However, details are slowly beginning to emerge regarding matches that are thought to be under question and possible teams that could have been affected by them.
—Update: February 8, 2013 at 6:45 a.m. ET—
As discussed on the previous slide, Friedhelm Althans is the chief match-fix investigator with Bochum police and has recently spoken via Sporting Intelligence about the new match-fixing revelations and which matches/teams have been involved with the fixes.
He clarified that mostly international matches were part of the "new" cases under investigation and that hardly any were domestic-based games.
“On Monday the message was not clear,” Althans said. “The 380 cases referred to in Europe are old cases that everyone has known about, cases already dealt with by authorities in Germany, Hungary, Finland, Slovenia and Austria.”
The 380 cases, he said, included matches outside those five countries, notably 79 fixed games in Turkey and others elsewhere where the prosecutions happened in Germany or one of the other five nations.
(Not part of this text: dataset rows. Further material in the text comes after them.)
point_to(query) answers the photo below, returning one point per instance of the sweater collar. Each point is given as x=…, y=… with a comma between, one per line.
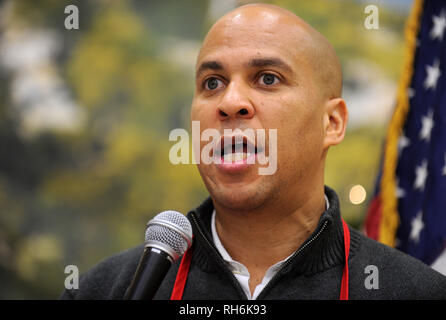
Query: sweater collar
x=322, y=250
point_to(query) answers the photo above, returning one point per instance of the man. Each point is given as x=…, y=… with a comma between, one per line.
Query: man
x=279, y=235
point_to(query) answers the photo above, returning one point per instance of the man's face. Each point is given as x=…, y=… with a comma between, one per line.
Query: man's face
x=254, y=72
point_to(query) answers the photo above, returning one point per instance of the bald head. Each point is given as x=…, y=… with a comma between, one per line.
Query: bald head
x=277, y=26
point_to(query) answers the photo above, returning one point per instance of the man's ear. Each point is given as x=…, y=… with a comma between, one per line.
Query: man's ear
x=335, y=121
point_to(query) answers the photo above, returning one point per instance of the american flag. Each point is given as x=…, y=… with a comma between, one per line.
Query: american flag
x=413, y=188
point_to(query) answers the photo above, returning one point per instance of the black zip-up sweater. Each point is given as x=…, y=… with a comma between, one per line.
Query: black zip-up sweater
x=313, y=272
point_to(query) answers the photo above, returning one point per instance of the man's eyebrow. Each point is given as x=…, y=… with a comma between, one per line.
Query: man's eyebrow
x=266, y=62
x=213, y=65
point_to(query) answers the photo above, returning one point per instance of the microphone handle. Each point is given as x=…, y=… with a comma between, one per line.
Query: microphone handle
x=151, y=270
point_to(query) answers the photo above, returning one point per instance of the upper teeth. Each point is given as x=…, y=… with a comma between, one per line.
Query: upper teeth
x=236, y=156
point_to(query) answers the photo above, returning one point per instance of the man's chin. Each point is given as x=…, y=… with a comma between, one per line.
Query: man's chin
x=240, y=200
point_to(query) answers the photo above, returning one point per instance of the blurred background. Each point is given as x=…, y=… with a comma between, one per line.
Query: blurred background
x=85, y=116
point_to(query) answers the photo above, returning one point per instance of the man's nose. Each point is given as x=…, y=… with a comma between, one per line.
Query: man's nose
x=235, y=103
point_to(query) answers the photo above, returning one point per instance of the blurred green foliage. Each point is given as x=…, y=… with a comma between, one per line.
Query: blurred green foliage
x=76, y=197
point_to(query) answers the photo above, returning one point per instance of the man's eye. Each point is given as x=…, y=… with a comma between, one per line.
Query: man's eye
x=268, y=79
x=212, y=83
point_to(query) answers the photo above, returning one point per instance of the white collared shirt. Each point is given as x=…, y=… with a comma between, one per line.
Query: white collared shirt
x=240, y=271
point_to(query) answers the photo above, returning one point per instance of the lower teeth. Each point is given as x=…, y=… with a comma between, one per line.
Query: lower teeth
x=231, y=157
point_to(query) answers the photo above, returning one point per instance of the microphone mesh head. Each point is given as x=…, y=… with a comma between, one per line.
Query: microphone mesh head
x=172, y=231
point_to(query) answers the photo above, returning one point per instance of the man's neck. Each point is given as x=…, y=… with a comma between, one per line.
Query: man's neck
x=262, y=238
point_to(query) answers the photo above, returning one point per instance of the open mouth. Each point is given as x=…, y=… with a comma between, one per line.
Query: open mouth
x=236, y=149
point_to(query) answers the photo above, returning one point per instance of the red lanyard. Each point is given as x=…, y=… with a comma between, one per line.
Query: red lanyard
x=180, y=281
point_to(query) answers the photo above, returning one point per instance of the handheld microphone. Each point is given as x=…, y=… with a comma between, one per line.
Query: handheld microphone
x=168, y=236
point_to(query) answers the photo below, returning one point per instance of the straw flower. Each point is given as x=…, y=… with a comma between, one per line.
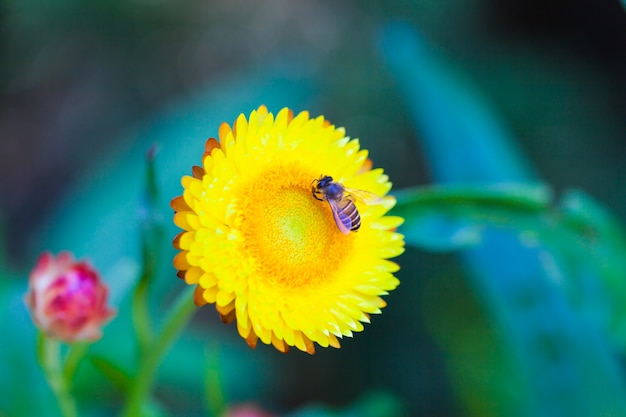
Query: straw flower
x=262, y=246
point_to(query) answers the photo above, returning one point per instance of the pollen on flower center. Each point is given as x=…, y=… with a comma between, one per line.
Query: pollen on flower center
x=291, y=235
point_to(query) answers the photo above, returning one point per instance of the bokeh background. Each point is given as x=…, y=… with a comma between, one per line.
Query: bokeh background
x=87, y=86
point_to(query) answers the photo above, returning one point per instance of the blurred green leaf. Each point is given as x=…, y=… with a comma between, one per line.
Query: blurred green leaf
x=561, y=362
x=117, y=376
x=452, y=217
x=371, y=404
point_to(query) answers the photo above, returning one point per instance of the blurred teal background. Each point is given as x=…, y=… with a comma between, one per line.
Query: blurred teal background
x=452, y=92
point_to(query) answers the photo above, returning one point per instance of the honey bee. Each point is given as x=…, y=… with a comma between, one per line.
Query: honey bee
x=341, y=200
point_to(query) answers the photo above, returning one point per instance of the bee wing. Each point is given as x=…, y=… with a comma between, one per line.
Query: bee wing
x=343, y=221
x=364, y=197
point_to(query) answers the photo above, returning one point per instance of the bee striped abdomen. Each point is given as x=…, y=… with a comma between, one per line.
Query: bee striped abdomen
x=349, y=209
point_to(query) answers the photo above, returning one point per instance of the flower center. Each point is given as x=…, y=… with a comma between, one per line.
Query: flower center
x=291, y=236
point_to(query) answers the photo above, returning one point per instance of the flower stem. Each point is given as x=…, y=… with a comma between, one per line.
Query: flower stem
x=139, y=388
x=50, y=360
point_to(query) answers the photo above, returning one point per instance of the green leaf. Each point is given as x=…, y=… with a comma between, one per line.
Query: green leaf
x=114, y=373
x=444, y=218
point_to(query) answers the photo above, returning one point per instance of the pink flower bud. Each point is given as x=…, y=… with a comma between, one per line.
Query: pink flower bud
x=67, y=298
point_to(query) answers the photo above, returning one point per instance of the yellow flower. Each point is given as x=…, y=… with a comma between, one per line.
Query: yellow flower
x=260, y=246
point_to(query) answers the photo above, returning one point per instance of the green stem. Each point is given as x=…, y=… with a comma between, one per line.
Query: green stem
x=50, y=360
x=74, y=356
x=175, y=322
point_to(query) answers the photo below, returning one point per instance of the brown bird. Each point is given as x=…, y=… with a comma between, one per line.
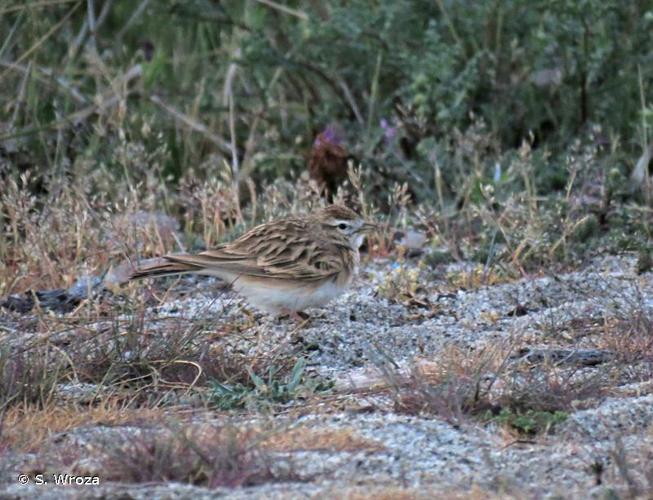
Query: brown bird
x=283, y=266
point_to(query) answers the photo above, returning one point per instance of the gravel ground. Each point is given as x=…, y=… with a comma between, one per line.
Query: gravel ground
x=601, y=449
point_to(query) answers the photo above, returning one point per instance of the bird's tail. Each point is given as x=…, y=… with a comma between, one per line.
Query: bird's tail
x=152, y=268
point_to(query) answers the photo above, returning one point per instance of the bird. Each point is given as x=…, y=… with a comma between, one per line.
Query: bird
x=284, y=266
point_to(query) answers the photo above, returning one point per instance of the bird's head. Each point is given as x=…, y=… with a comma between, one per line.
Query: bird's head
x=347, y=222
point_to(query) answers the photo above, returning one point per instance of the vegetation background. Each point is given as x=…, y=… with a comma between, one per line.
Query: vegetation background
x=169, y=105
x=510, y=135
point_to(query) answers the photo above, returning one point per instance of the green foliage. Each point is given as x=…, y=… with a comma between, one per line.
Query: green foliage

The “new” information that should have been more clearly stated in the press conference, Althans says, is that 300 “new” cases have been looked at in Africa, Asia and Latin America, as “spin-offs” from the investigations into the fixes in Europe.
Althans has clarified that of the 300 “new” cases in Africa, Asia and Latin America, “around 90 per cent of those involve international matches”. Or in other words, around 270 international games are among the 300 “new cases”.
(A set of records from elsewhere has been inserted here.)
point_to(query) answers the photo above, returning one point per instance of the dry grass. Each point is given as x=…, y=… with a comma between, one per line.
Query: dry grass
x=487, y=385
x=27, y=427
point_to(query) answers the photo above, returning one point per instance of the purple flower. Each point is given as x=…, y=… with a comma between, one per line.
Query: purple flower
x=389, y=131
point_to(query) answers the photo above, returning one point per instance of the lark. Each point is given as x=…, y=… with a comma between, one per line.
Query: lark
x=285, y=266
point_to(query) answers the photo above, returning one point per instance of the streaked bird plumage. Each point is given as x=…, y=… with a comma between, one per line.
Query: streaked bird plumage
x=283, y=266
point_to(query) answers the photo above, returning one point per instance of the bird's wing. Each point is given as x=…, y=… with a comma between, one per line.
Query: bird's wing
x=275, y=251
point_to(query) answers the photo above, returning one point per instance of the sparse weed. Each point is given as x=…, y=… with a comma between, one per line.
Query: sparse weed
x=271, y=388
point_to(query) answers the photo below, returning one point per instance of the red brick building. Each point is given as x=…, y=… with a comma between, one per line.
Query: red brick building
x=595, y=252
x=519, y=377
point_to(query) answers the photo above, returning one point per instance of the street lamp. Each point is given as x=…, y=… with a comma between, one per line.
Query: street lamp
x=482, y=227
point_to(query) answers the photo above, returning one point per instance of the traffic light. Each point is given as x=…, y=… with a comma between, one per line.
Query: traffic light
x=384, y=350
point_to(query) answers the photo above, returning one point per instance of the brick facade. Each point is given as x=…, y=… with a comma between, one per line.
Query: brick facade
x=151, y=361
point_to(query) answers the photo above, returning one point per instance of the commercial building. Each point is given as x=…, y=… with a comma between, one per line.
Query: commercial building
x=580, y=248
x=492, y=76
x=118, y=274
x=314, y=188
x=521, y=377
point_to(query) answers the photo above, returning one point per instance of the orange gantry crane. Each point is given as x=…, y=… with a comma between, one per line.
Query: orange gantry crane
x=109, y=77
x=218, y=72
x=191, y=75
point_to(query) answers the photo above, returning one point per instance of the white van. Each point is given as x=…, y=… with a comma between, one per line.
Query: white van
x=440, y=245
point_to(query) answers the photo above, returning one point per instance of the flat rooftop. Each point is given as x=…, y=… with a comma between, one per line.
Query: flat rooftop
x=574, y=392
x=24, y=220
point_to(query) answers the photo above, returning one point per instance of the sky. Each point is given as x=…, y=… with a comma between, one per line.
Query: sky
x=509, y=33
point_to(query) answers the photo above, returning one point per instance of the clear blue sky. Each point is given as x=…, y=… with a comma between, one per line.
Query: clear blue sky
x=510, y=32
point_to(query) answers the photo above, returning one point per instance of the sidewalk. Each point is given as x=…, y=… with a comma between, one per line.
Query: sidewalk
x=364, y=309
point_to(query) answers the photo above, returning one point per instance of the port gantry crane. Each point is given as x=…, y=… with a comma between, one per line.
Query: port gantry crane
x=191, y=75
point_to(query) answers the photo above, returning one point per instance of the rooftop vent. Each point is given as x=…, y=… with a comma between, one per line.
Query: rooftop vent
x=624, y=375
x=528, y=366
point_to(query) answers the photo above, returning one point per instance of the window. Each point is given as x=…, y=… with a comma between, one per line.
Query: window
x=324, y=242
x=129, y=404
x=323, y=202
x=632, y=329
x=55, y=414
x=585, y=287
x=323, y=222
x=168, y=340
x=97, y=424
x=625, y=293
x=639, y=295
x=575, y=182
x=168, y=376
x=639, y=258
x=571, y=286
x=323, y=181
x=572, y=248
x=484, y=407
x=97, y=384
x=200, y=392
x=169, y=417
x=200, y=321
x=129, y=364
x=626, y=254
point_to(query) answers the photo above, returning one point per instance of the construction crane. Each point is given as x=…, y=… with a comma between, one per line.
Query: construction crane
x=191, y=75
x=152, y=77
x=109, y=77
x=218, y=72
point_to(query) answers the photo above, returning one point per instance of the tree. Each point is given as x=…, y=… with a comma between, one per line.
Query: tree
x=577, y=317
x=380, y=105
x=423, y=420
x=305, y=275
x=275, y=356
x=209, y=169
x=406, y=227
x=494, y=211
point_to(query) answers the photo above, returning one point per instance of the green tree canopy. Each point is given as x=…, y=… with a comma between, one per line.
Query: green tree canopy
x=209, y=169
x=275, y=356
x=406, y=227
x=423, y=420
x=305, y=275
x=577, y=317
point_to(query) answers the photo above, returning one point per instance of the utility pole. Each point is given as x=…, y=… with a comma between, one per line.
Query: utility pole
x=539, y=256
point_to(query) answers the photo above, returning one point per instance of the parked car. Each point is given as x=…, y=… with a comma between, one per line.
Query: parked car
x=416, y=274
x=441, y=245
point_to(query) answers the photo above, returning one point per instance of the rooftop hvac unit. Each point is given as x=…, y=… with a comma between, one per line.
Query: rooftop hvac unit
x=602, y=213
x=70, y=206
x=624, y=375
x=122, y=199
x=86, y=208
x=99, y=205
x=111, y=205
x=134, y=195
However, these are not from the past two years. They relate to games played “mostly in 2009, 2010 and 2011″, according to Althans.
——End of Update——
—Updated: February 5, 2013 at 11:30 a.m. ET—
How many of these matches have taken place in lower-division football and how many have taken place in the top class is not known. However, details are slowly starting to emerge on a Champions League match played in England that is thought to be under serious question.
Original comments from Europol, followed by comments from New York Times.
“It would be naïve and complacent of those in the U.K. to think such a criminal conspiracy does not involve the English game and all the football in Europe,” Rob Wainwright, the director of the police intelligence agency, known as Europol, told reporters.
Officials [would not] identify any of the teams and individuals newly linked to match-fixing, citing the need to guard the confidentiality of police procedures. Still, one new tantalizing detail did emerge: the revelation that one of the suspicious matches uncovered involving the Champions League—the most prestigious annual soccer tournament in the world—was played in England in the last three or four years.
For those wondering, Manchester United, Manchester City, Arsenal, Chelsea, Liverpool and Tottenham Hotspur all potentially fall into that category.